The authorization mechanism provided by the Glue is flexible and lets you define which endpoints specifically require authentication. Usually, protected endpoints include customer wish lists, carts, personal data, and the like. Also, you may want to protect additional areas as required by your project. In addition to endpoints, you may require authorization to use specific REST verbs. For example, a certain endpoint can allow retrieving information but not modifying it. In this case, the GET verb can be allowed for usage without authentication, while the PUT, PATCH, and DELETE verbs require user authentication to use.

How authentication works

To authenticate a user, the client must send an authentication request containing required and optional fields based on specified grant type. If the provided credentials match a valid Spryker user, the API responds with the 201 response code and a message containing an access token, also known as a bearer token. The token can then be used to access protected API resources. Schematically, the authentication and authorization scheme of Spryker REST API can be represented as follows:


Access tokens issued by the API have a limited lifetime. When a token is issued, the response message contains not only the access token but also the duration of its validity, in seconds, and a refresh token. Once the access token expires, the corresponding refresh token can be exchanged for a new pair of access and refresh tokens.

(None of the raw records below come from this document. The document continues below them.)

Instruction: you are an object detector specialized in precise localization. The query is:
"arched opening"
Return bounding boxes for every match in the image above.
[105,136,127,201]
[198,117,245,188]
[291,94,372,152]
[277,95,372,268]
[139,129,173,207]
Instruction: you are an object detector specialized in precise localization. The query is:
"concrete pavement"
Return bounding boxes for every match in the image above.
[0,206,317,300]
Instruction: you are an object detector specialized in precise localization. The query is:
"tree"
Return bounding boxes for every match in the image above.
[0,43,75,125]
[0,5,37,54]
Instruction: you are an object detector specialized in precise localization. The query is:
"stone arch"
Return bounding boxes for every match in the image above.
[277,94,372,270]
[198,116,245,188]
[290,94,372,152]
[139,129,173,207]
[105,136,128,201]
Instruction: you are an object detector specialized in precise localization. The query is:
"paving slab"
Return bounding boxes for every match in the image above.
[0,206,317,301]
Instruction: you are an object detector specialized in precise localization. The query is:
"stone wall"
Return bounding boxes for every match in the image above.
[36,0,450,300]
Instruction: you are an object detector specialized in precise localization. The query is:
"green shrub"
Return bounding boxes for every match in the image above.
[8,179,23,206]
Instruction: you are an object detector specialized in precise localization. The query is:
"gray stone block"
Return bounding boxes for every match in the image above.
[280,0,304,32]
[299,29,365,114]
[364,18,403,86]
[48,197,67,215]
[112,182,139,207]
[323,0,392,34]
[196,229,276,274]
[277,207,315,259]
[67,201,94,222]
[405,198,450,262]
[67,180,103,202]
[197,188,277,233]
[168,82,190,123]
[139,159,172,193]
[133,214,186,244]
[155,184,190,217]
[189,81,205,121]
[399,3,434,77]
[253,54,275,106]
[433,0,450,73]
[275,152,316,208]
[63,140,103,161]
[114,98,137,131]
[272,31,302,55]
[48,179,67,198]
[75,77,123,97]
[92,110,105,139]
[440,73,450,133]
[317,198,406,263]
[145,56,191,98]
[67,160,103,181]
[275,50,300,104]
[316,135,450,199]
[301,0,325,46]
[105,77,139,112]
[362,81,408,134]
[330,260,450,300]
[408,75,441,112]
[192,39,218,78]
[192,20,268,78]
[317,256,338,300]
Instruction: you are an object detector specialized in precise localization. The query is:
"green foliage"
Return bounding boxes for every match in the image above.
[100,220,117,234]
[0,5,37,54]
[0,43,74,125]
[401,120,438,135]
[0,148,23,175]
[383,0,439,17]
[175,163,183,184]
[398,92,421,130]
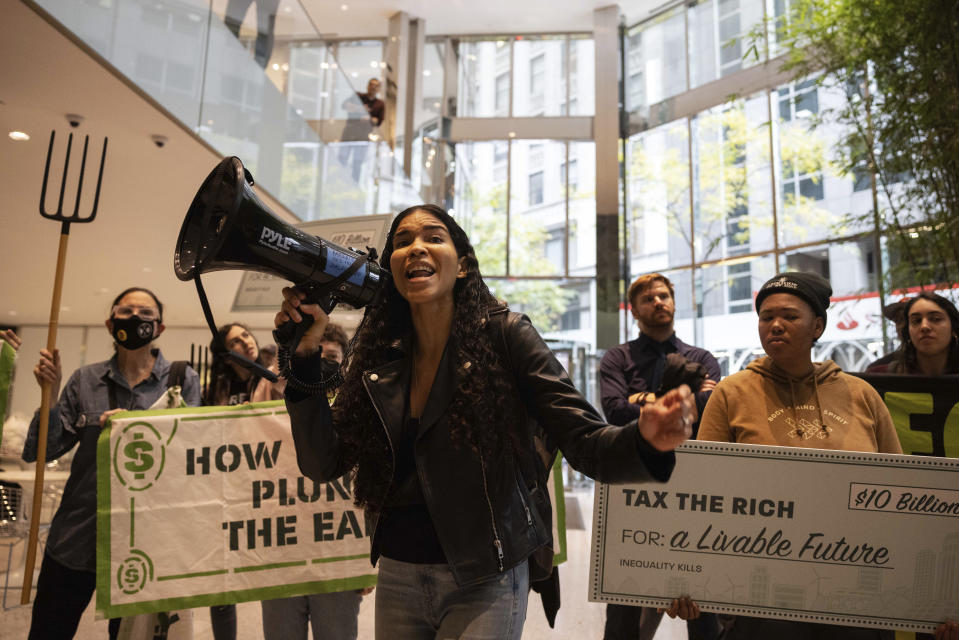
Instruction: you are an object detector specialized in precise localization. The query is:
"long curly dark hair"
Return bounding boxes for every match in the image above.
[895,291,959,373]
[333,204,519,512]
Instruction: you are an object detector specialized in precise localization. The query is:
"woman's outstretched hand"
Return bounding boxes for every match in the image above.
[639,384,698,451]
[273,287,330,356]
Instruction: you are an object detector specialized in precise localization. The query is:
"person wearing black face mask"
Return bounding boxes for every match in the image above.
[23,287,200,639]
[260,322,373,640]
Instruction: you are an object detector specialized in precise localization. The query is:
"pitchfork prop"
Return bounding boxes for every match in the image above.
[20,131,107,604]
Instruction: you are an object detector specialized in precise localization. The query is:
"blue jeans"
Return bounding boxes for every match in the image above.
[260,591,362,640]
[376,558,529,640]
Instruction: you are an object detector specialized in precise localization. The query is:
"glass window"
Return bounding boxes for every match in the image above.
[626,7,686,108]
[689,0,764,87]
[450,142,508,276]
[565,142,596,276]
[773,79,872,247]
[626,120,692,274]
[780,238,882,371]
[567,37,596,116]
[414,40,446,128]
[495,72,509,116]
[692,94,774,262]
[451,38,510,118]
[529,171,543,207]
[287,43,329,120]
[513,36,566,117]
[486,278,596,342]
[328,40,385,119]
[509,140,566,276]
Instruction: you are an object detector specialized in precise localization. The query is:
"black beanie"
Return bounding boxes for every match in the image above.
[756,271,832,321]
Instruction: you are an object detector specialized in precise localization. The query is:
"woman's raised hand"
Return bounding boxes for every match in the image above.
[273,287,330,356]
[639,384,698,451]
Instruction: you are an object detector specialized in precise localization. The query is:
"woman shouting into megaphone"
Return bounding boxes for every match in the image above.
[276,205,696,640]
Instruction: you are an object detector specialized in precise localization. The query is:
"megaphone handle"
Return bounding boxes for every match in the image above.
[273,314,313,355]
[223,351,279,382]
[273,294,336,355]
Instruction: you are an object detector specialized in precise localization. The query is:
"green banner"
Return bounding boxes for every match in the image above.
[0,340,17,443]
[96,402,376,617]
[96,401,566,617]
[855,373,959,458]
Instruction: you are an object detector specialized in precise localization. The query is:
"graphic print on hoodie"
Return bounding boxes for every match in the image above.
[698,356,902,453]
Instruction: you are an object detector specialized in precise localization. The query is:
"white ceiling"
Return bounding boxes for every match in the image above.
[0,0,662,328]
[294,0,667,38]
[0,2,300,328]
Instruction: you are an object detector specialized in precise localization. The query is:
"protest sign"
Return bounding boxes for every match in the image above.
[97,402,566,617]
[590,442,959,631]
[97,402,376,617]
[854,373,959,458]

If an invalid or expired token is passed when accessing a protected resource, or no token is passed at all, the API responds with the 401 Unauthorized response code. This response code also is issued if a user is not authorized to access that particular resource. The response body contains a detailed error message. It is, therefore, the client’s responsibility to handle the 401 response code and error messages correctly.

Authentication workflow: authentication-workflow.PNG

Authorization scopes

The API can secure each endpoint individually. For this purpose, API has scopes. A scope defines, what resources specifically users can access. Follow the Authorization scopes integration guide and check how to use Glue API authorization scopes.